Bernanke’s flawed theory

But as Professor Steve Keen and Eric Lonergan have both astutely pointed out, there is also some fallacies to Bernanke’s points to. According to Bernanke, Helicopter Money works because it causes “a temporary increase in expected inflation,” and because it “does not increase future tax burdens”. For me, it was admittedly disappointing to see Bernanke perpetuate this way of thinking, because as Keen notes, Helicopter Money primarily works because the increase in the stock of money directly triggers an increase in spending.

Yet, as mentioned by Professor Keen, Bernanke’s way of thinking is predicated:

“Mainstream economic model that Bernanke believes actually describes the real world, real people base their spending decisions today on their beliefs about what’s going to happen to inflation and future tax burdens.”

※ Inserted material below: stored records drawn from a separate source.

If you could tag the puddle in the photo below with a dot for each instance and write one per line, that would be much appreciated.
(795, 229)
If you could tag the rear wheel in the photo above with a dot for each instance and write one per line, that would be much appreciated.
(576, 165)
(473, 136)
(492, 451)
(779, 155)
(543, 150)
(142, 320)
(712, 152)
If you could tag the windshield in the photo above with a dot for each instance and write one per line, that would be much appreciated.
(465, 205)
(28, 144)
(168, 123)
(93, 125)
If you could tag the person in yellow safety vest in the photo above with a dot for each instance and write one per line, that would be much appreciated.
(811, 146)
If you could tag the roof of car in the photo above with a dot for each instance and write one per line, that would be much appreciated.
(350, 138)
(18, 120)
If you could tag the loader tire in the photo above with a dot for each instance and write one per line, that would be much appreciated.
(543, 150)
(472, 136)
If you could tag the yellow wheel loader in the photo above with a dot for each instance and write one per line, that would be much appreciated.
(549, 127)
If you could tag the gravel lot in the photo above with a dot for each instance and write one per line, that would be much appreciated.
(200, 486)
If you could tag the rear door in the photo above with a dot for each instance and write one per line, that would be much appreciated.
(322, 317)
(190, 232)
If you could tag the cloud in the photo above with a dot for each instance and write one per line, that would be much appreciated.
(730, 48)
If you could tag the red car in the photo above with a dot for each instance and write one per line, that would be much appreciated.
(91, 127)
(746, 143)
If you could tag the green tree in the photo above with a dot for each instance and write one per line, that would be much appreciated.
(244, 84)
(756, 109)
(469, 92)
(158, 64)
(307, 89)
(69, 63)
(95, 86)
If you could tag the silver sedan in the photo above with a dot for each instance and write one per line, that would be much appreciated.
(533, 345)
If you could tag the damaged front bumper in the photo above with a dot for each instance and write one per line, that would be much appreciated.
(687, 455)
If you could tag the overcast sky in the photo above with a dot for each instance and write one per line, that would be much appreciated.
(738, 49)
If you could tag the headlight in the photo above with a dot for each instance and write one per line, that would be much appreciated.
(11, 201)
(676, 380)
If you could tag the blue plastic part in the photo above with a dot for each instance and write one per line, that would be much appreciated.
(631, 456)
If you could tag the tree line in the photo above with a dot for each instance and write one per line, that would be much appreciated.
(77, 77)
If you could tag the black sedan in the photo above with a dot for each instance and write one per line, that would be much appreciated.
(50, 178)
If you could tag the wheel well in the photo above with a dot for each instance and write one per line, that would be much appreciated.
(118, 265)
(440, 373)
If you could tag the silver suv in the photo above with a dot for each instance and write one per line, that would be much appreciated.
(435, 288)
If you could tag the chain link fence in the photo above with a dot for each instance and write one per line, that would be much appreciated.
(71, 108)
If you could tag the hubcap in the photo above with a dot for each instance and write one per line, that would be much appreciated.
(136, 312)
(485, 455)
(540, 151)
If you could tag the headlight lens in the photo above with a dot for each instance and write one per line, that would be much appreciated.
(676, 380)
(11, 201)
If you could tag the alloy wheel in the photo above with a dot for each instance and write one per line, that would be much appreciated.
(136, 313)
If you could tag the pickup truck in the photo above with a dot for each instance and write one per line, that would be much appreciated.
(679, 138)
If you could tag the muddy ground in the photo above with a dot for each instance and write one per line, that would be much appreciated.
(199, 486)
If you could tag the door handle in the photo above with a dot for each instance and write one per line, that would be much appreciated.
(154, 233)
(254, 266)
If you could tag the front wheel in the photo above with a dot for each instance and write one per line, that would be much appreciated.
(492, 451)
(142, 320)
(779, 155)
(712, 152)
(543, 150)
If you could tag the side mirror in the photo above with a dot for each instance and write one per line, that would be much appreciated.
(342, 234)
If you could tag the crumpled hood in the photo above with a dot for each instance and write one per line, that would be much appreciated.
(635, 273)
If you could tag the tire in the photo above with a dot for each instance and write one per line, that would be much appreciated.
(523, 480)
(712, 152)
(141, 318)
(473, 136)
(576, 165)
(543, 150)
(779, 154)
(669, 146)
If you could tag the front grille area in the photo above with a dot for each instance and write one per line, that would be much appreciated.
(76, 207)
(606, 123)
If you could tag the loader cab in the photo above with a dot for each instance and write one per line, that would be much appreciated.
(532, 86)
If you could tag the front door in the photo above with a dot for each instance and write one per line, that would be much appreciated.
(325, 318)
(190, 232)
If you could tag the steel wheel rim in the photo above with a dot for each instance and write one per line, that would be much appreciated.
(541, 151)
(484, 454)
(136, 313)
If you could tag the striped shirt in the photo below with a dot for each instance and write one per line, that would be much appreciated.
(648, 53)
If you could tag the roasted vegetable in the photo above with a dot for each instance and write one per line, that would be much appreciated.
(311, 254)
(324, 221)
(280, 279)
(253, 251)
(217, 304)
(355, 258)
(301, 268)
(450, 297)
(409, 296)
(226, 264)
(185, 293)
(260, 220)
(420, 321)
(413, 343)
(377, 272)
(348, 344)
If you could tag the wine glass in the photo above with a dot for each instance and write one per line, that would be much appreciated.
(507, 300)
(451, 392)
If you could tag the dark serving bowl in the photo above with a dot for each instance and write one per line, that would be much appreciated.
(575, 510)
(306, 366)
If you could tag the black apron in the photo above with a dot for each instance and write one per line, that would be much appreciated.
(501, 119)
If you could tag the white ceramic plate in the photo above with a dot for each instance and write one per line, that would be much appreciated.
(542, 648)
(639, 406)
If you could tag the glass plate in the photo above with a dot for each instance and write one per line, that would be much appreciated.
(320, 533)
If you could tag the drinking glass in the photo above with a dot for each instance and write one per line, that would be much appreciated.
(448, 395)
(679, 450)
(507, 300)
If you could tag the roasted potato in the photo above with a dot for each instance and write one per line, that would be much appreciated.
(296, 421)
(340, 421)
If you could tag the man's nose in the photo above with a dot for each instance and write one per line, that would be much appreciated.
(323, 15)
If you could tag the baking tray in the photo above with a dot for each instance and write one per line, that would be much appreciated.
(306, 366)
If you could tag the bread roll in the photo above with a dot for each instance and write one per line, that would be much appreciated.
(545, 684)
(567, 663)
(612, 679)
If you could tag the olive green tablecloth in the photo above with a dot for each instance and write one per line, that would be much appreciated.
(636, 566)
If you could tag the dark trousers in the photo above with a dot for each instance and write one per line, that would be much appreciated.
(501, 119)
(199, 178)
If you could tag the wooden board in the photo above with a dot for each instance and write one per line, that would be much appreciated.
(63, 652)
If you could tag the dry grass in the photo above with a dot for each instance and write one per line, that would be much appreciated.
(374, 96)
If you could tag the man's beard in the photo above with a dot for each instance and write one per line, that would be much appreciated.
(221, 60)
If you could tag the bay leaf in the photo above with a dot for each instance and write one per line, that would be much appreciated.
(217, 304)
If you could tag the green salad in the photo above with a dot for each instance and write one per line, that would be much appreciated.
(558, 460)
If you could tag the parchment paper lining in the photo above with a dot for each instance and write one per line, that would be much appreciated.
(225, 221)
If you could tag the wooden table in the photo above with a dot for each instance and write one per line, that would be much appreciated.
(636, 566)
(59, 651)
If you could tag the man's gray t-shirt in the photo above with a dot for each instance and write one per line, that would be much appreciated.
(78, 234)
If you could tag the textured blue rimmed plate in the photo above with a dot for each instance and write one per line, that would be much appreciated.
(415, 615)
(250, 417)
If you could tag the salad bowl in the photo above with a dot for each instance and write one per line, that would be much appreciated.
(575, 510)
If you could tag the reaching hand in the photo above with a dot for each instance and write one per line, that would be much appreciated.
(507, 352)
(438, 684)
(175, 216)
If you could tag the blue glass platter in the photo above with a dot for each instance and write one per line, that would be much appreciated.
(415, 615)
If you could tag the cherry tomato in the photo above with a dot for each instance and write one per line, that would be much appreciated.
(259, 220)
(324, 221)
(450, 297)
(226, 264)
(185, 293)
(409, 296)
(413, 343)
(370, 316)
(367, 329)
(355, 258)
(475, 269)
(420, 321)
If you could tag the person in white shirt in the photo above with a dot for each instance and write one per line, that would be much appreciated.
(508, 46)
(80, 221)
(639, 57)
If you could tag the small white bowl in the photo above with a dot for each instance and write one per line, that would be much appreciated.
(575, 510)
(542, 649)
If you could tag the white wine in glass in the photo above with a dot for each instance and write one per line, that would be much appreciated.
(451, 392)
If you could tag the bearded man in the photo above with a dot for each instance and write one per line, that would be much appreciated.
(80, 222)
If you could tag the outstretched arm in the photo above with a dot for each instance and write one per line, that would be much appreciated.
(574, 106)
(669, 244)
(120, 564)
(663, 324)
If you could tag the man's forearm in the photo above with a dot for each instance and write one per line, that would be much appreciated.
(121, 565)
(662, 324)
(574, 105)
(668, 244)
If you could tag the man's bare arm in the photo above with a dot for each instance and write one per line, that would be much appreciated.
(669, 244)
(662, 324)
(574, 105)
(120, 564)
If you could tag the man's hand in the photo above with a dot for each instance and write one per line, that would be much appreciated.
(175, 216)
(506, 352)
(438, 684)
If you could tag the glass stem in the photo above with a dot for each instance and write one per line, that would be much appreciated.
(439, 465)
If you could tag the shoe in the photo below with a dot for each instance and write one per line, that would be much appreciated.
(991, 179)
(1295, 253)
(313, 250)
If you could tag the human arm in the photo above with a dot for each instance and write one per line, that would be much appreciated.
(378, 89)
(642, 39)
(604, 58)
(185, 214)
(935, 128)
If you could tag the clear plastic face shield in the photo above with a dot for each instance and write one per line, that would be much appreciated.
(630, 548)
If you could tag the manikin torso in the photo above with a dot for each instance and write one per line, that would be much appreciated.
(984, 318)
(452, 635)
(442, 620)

Regarding inflation, Bernanke’s point is that the belief in inflation will cause inflation – since firms and households will immediately start charging more for the goods and services they sell. Keen explains why this assumption equates to fantasy:

“The “inflationary expectations cause inflation” fantasy was developed to counter the argument that government policy could stimulate the economy. How can we counter it? Hey, let’s pretend that people use our model to predict the future, and pretend that our model is accurate too. So if the government increases the money supply with the objective of stimulating demand today, people will know that the increase in the money supply will just cause inflation in the future, so they’ll put their prices up immediately, and the government attempt to stimulate the economy will fail.”


But according to Bernanke, Helicopter Drops also work because people know that spending is financed by newly created money and not through the traditional channel of taxation (or borrowing). This is based on Bernanke’s premise, which echoes mainstream economic textbooks:

“To the extent that households today anticipate that increase in taxes—or if they simply become more cautious when they hear that the national debt has increased—they will spend less today, offsetting some of the program’s expansionary effect.”


Accordingly, Bernanke suggests that a Helicopter Drop will only work if people believe that the drop will have been permanently financed by an increase in the money stock – and not by a potential future increase in taxes.

Of course, the private sector does react to changes in taxes. But as Eric Lonergan suggests, the majority of “households don’t know what the monetary base is – nor do they care about its future path”. Indeed, this notion of reality is not grounded in empirical evidence (e.g. herehere and here),demonstrating that people do not accurately anticipate the future path of government expenditure. This leads Graham Hodgson to make the following accurate conclusion:

“Since the only circumstances in which Ricardian equivalence might occur do not exist anywhere in reality, there are no grounds for claiming that helicopter money will fail to lead to increased consumer spending, even if the process is initially financed by increased government debt.”

Helicopter Ben’s Missed Opportunity?

To conclude, it should be stated that Bernanke should be celebrated for his courage in bringing this idea to the mainstream in 2002. It is also good for the movement that he is publicly endorsing the idea again after such a long time. It's not surprising that Bernanke failed to adequately highlight the primary benefits of Helicopter Money and neither that he makes some theoretical fallacies about helicopter money – these fallacies are ultimately rooted in the orthodox neo-liberal handbook for central bankers.

Perhaps my expectations were far too high, but I cannot help but think that as an influential economist, Bernanke had a real chance to take the debate to the next level – and put to bed some of nonsensical fallacies currently preventing the debate from moving forwards.